Review Buku Bacaan:


 REVIEW PER BAB

Identitas Buku:
Judul               : Gelandangan di Kampung Sendiri: pengaduan orang-orang pinggiran
Penulis            : Emha Ainun Nadjib
Penerbit           : Bentang Pustaka
Tahun Terbit    : 2018
Halaman          : viii + 296 halaman
Genre               : Sosial Budaya
ISBN               : 978-602-291-472-3

Sinopsis Novel
Rasa-rasanya, para pejabat sering salah sangka terhadap rakyat dan dirinya sendiri. Mereka menyangka bahwa mereka adalah atasan rakyat, sementara rakyat mereka kira bawahan. Mereka merasa tinggi dan rakyat itu rendah. Maka, mereka merasa sah dan tidak berdosa kalau memaksakan kehendak mereka atas rakyat. Mereka membuat peraturan untuk mengatur rakyat karena merasa merekalah yang berhak membuat peraturan. Rakyat hanya punya kewajiban untuk menaatinya.

Inilah tatanan dunia yang dibolak-balik. Bukankah hak atas segala aturan berada di tangan rakyat? Kalau rakyat tidak setuju, itu berarti bos tidak setuju. Hamba sahaya harus punya telinga selebar mungkin untuk mendengarkan apa kata juragannya. Maka menjadi aneh jika rakyat terus-menerus diwajibkan berpartisipasi dalam pembangunan.
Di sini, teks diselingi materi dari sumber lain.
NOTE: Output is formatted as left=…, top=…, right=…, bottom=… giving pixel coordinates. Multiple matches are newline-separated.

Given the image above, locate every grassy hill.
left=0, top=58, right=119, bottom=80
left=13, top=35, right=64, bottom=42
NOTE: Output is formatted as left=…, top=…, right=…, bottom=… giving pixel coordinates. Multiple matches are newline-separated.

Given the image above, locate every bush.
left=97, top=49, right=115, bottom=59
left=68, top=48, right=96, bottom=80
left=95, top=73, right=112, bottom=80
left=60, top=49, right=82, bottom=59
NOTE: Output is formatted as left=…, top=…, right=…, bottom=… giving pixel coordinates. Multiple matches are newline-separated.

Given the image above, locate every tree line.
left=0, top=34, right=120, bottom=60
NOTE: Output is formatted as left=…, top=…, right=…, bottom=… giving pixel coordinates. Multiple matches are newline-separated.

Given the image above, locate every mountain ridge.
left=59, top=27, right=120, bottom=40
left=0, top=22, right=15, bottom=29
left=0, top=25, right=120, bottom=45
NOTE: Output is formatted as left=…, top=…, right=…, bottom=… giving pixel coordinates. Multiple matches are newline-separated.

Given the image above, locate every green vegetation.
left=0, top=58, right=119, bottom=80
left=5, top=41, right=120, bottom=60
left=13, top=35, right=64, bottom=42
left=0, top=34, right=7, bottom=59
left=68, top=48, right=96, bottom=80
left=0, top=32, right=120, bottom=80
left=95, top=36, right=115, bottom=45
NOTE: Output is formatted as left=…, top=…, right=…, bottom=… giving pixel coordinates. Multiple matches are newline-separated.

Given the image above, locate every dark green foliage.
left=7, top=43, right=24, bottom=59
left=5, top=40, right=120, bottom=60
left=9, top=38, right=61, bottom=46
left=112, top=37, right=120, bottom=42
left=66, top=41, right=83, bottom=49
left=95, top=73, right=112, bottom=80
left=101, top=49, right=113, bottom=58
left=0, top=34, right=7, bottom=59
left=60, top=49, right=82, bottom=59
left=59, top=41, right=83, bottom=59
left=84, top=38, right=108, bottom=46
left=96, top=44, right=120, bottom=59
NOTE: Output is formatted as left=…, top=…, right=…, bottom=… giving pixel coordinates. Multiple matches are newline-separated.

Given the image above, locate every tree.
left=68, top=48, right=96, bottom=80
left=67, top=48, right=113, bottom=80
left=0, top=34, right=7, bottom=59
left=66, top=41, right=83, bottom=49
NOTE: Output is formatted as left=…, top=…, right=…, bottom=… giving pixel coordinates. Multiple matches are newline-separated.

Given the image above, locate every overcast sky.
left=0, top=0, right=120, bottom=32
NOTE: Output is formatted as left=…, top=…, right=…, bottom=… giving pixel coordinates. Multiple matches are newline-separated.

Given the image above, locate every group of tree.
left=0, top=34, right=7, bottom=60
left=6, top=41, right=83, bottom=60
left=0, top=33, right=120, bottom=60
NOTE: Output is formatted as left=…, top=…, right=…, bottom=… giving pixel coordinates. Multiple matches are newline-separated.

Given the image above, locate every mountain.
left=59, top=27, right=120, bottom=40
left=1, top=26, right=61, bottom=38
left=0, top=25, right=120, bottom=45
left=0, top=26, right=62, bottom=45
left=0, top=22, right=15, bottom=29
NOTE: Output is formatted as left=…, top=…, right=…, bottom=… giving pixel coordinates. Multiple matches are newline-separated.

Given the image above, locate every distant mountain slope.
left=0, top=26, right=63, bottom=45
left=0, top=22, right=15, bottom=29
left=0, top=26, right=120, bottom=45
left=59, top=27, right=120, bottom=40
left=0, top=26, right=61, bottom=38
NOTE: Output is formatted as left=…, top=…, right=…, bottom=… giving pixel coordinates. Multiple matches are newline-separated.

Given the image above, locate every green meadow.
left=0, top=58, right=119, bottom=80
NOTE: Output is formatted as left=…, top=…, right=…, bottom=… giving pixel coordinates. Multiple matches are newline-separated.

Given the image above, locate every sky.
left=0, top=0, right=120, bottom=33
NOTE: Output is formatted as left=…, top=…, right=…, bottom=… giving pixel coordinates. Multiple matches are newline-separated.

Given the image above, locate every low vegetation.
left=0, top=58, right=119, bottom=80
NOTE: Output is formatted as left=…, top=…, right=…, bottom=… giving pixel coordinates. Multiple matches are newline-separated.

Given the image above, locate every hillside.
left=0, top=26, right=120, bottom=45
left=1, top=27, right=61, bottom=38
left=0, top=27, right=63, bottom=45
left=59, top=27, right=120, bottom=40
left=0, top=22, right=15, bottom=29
Karena rakyatlah pemilik pembangunan.

Ulasan Buku:

Setelah mempertanyakan kebijakan pada bab sebelumnya, Bab 3 menceritakan tentang sebuah desa bernama Desa Mollo. pembahasannya cukup singkat, mengenai suatu desa yang masyarakatnya notabane sebagai peternak sapi di sebuah hutan yang bisa dianggap keramat oleh warga sekitar. namun sayang, hadirnya program pemerintah tentang reboisasi menghancurkan pendapatan warga, pasalnya hutan yang ingin dibabat sebagai proyek adalah ladang rumput tempat pelepasan sapi. namun sekat-sekat untuk reboisasi telah mengacaukan ekosistem masyarakat disana, dan aspirasi warga tidak digubris. masyarakat menuntut keadilan dan demokrasi Pancasila namun sayang tak ada yang didengar. Perundingan dan dialog masyarakat dan pemangku kekuasaan hanya sebuah bias yang tidak kunjung terealisasi, bahkan wakil rakyat tak dapat digapai oleh rakyat. keluhan hanya sampai kepada sekertaris, miris. 

Lanjut bab membahas tentang buruh. Untuk buruh sendiri menghabiskan kurang lebih 3 bab. Buruh adalah kita, kita semua adalah buruh. ada hal yang sepemikiran dengan saya dari bagian ini. bahwa permogokan dan demontrasi adalah hal yang mengganggu ketentraman sosial, namun sangat disayangkan adalah penyebab terjadinya hal tersebut. sama seperti mesin, buruh juga tidak menginginkan mogok dan demonstrasi perkepanjangan, lalu pertempuran antar pelindung keamanan dan juga masyarakat. Lalu dalam buku memberikan terobosan seperti menciptakan suatu teater dengan hal pokok membahas tuntutan buruh dan sistem kerja yang berlaku pada suatu perusahan, dengan bumbu improvisasi dan lakon yang mereka hapalkan dengan sendirinya akibat hukum alam. Di dalam bab ini juga menjelaskan bahwa buruh identik dikaitkan dengan komunis, padahal di daerah komunis sendri buruh lebih ditindas dan dieksploitasi tanpa belas kasih, buruh di daerah kapitalis lebih makmur dan sejahtera. Tuntutan dan aspirasi mereka didengar dan dijadikan inovasi. Kalimat akhir yang saya suka

"membela buruh pada hakikatnya adalah membela teman".

Andai buruh dimakmurkan, tentu buruh juga akan berusaha untuk memakmurkan tempat kerjanya.